Хольт в присутствии Готтескнехта избегал личных обращений.
— Приходи! — сказала фрау Цише.
— Сегодня это невозможно.
— А как Цише — в порядке? — вспомнила она.
— Ему повезло, — сказал Хольт и спохватился, что теперь Готтескнехт догадается, с кем он говорит. — Отделался нервным шоком.
Он подумал, что связь оборвалась, но вдруг снова услышал ее голос:
— Жаль, что ты не можешь прийти. Жду тебя в самом ближайшем времени!
— Ясно. Постараюсь!
— И береги себя, слышишь?
Тревожится… — подумал Хольт, вешая трубку. Как охотно он помчался бы к ней. Все воскресенье у него испорчено. Ко многим курсантам из соседних городов приехали знакомые девушки. Почему у меня нет подруги, с которой можно было бы показаться на люди!
Феттер и Рутшер чуть ли не силком усадили Хольта за скат.
— Восемнадцать, — объявил для начала Феттер.
— Ничего я не умничаю, — жаловался Вольцов. — Нам действительно нужна двадцатимиллиметровка!..
— Двадцать четыре? — колебался Хольт. — Нет, я пас. Ты думаешь, что-нибудь от этого изменится?
— Четыре, семь, тридцать, три, шесть… — надбавлял Феттер.
— Еще бы! — сказал Вольцов. — Была бы у нас четырех-стволка — мы бы разнесли их в клочья!
— Они бы и четырехстволку превратили в металлолом!

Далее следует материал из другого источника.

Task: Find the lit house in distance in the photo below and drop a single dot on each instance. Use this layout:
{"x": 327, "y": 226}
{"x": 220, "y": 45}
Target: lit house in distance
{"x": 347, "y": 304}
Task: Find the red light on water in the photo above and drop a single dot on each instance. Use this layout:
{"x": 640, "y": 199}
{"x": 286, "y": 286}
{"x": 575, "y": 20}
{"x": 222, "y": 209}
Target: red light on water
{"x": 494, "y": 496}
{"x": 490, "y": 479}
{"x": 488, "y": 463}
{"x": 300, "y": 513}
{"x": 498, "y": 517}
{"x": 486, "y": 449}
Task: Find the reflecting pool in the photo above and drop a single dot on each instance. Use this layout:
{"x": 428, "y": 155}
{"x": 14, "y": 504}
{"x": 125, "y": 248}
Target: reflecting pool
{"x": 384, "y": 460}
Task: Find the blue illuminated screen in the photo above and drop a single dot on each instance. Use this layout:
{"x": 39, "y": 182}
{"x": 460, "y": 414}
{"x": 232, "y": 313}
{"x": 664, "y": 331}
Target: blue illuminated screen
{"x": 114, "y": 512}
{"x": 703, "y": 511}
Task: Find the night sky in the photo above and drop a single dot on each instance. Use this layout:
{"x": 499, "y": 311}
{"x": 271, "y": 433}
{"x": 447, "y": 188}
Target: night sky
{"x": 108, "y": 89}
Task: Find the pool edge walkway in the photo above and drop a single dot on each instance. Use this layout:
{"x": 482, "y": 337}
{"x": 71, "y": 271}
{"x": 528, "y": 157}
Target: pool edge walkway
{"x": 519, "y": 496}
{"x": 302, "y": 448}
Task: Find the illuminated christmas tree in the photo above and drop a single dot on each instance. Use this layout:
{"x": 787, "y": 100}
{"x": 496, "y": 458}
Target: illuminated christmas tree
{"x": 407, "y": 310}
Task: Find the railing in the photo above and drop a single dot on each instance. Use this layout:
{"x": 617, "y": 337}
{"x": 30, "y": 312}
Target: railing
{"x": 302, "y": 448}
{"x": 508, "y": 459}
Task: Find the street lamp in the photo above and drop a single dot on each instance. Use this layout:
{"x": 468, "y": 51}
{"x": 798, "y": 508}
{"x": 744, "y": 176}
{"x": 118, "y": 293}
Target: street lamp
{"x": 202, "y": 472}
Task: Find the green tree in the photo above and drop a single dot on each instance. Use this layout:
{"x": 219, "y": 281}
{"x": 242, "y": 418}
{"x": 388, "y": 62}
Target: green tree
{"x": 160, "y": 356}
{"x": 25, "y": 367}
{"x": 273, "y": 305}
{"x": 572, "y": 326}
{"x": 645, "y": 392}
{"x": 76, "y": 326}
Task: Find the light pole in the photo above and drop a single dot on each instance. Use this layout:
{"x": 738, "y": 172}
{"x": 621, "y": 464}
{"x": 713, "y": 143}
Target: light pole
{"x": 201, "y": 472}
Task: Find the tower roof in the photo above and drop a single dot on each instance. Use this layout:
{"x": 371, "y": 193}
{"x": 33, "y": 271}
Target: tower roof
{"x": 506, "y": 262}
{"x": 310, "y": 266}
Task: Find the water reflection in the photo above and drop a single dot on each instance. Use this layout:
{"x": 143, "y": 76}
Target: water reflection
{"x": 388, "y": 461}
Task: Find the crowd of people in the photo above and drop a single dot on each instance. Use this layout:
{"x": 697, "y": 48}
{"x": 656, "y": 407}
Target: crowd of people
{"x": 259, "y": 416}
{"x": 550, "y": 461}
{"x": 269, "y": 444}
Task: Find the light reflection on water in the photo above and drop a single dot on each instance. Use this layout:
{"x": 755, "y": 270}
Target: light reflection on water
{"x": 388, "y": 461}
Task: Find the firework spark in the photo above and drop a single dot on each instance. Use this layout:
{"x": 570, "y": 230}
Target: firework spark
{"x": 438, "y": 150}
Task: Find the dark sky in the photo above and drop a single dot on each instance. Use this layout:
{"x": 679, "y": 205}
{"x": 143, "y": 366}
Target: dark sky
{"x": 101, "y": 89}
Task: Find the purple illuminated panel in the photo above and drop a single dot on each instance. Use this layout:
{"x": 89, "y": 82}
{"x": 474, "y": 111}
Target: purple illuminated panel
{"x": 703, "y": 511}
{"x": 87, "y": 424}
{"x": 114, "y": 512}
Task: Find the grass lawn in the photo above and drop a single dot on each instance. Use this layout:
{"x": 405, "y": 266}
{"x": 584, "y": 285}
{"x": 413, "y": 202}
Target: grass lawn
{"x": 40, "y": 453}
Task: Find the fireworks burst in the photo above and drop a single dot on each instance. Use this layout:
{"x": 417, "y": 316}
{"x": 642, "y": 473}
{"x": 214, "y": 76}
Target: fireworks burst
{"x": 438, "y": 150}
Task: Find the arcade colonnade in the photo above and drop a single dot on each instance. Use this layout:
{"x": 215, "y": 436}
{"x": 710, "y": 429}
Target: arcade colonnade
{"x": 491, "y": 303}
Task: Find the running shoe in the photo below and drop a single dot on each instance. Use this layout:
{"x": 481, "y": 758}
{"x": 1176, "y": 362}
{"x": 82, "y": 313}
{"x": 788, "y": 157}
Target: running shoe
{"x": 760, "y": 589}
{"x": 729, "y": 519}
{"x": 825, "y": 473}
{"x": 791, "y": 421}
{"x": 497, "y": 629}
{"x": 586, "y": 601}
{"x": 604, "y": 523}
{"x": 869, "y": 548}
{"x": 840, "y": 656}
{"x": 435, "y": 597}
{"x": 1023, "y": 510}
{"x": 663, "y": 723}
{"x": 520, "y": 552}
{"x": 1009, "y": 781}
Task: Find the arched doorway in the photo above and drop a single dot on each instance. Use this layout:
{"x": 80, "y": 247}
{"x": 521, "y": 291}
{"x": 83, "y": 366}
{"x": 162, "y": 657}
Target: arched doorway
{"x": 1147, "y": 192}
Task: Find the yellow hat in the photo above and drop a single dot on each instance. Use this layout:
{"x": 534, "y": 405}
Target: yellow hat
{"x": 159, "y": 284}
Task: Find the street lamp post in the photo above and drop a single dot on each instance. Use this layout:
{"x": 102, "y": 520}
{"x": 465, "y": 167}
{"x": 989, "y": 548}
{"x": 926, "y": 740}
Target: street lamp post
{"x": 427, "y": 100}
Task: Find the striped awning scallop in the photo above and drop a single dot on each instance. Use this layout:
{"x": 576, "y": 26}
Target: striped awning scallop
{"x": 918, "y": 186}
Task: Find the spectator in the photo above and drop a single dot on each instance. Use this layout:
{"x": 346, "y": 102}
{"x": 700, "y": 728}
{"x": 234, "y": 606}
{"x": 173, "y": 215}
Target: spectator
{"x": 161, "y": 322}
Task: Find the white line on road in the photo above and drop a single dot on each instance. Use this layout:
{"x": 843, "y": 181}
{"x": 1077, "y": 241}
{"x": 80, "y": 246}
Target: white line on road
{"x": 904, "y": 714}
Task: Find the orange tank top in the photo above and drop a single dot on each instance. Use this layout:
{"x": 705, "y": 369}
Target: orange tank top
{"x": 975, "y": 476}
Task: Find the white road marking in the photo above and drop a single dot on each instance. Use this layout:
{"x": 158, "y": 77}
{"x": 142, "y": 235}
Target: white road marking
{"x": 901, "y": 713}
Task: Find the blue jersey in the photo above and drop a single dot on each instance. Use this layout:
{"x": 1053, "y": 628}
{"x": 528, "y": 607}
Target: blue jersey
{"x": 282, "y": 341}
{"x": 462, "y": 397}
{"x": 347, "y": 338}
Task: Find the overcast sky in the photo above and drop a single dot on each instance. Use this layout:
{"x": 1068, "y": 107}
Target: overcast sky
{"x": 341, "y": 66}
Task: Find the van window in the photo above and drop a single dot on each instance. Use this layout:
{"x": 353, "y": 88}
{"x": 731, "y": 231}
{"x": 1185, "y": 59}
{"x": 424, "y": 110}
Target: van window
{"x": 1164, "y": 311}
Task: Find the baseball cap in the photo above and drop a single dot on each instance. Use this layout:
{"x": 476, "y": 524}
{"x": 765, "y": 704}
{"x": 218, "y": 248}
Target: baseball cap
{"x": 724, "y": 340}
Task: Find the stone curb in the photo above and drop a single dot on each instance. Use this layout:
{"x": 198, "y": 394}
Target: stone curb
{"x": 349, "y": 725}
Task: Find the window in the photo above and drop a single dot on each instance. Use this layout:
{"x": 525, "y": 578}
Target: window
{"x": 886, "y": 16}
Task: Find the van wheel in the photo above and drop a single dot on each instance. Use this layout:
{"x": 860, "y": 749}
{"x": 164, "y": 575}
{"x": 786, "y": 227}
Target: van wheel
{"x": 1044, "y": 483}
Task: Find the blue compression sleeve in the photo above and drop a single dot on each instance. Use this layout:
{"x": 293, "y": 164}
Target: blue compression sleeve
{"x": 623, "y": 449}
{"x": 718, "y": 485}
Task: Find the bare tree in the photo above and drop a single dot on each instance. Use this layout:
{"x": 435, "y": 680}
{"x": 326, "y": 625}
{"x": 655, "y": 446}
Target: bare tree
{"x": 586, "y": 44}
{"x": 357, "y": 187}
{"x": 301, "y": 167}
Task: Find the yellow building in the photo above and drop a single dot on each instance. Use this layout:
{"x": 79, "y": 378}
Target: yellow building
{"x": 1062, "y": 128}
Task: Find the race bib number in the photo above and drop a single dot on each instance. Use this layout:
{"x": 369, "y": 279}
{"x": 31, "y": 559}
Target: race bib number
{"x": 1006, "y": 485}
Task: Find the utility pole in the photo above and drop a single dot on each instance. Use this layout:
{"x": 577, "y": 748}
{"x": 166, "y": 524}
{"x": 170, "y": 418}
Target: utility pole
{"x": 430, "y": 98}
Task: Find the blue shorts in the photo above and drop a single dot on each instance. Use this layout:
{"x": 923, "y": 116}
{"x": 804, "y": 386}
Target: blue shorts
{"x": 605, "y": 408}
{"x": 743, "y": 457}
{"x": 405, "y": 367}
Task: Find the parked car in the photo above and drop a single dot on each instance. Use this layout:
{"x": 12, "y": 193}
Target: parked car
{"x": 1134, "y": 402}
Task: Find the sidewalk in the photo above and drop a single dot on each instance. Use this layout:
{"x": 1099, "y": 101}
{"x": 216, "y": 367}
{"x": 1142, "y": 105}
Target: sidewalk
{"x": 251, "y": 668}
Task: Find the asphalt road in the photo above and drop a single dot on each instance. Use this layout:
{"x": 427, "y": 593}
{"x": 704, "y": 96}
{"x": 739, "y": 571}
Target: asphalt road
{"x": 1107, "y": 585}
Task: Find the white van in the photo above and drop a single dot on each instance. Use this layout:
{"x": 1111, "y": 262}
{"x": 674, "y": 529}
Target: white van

— Сорок! — объявил Феттер.
— Но уж по меньшей мере двух «мустангов» бы не досчитались! — проворчал Вольцов.
— Гранд! — горделиво объявил Феттер.
Они начали игру. Вольцов, не отрываясь от Клаузевица, заметил:
— У них на БКП два пулемета, и хоть бы один выстрелил!
— Какое это имеет значение? — отозвался Гомулка со своей койки.
— Восемьдесят четыре, восемьдесят семь, девяносто один — половина очков! — объявил Феттер.
— Сегодня выбыло пятнадцать человек. Как бы не полетели наши отпуска!
— На нынешнем этапе войны отпуска — непозволительная роскошь, — откликнулся Цише, распростертый на своем ложе.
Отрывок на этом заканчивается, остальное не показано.